Life income funds (LIFs) and locked-in retirement income funds (LRIFs) are tax-sheltered accounts used to pay out the accumulated value of a locked-in RRSP, locked-in retirement account (LIRA) or locked-in amounts under a registered pension plan (RPP).
Unlike the money you contribute to your personal RRSP, this money must be used to fund a retirement income.
These accounts are designed to provide an income that will last for a lifetime. But there are some restrictions. In most cases you can’t cash out your LIF or LRIF. The government sets both a minimum and maximum for the payments you can receive each year from your LIF or LRIF. Within this range however, you can control your investment options and the amount of your payments.

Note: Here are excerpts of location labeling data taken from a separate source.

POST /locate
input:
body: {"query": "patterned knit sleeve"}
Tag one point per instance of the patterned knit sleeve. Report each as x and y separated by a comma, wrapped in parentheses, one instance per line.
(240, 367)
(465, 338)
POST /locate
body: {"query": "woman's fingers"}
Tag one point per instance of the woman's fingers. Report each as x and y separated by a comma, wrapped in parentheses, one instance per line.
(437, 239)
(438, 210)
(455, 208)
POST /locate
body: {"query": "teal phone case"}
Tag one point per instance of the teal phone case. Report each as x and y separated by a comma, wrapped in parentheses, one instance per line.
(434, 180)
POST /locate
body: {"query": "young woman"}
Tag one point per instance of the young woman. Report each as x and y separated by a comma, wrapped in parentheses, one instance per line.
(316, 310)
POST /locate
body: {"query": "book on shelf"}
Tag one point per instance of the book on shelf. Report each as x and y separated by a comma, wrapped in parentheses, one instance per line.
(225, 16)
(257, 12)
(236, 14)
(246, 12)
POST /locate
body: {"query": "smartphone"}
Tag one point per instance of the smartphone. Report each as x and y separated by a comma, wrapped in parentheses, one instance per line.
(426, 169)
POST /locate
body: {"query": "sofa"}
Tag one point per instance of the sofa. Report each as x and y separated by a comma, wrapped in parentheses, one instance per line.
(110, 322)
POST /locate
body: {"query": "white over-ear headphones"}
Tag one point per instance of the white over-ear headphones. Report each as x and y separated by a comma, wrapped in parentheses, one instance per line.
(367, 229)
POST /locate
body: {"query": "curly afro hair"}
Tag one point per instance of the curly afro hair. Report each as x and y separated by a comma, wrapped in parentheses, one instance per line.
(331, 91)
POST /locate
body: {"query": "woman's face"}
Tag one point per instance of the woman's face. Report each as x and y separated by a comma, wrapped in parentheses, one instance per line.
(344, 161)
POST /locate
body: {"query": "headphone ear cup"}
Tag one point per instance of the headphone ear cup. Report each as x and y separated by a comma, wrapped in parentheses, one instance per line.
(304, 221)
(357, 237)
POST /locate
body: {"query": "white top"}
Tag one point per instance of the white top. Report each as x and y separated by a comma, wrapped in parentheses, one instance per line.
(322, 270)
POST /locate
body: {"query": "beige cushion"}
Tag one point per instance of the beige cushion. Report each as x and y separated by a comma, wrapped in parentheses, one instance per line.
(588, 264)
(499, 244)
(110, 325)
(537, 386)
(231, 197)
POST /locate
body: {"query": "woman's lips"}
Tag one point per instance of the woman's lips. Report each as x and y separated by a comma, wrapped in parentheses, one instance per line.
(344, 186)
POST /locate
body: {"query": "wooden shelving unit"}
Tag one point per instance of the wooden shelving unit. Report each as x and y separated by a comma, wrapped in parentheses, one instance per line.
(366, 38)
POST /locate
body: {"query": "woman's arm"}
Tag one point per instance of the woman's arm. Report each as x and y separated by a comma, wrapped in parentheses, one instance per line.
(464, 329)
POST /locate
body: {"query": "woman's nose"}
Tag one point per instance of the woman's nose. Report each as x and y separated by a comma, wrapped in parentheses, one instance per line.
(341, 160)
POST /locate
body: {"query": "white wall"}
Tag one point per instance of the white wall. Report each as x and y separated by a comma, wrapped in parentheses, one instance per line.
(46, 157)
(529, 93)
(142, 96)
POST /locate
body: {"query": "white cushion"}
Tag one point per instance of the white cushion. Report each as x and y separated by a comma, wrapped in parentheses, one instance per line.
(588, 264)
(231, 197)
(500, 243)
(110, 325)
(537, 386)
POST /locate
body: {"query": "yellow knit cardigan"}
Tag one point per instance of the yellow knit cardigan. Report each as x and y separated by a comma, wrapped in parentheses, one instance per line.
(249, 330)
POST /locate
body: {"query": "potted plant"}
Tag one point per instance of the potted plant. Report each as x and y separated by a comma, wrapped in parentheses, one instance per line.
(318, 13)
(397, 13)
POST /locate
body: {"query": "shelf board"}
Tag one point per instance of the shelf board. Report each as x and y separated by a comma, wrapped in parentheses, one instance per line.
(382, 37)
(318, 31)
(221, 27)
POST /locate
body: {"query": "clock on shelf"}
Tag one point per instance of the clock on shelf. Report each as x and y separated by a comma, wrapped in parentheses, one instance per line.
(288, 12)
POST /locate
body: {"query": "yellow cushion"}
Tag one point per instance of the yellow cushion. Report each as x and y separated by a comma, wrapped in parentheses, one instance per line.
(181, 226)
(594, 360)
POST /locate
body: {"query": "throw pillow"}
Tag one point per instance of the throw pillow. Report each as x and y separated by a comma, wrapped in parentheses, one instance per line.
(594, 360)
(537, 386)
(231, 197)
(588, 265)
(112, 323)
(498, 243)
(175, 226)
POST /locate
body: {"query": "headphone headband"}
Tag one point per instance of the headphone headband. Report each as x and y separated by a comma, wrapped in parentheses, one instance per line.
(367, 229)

There are two major differences between the LIF and LRIF:
- In some provinces, remaining funds in a LIF must be converted to a life annuity by the end of the calendar year in which you turn 80. However, the LRIF doesn’t have to be converted to a life annuity.
- The calculation of the maximum amounts is different between the LIF and the LRIF.
In Manitoba and Saskatchewan, the prescribed retirement income fund (PRIF) serves as an alternative retirement option for locked-in amounts from the registered plans mentioned above. It’s designed to share the same flexibility as the LIF, with the added benefits of not having an annual maximum withdrawal limit, or cash out restriction.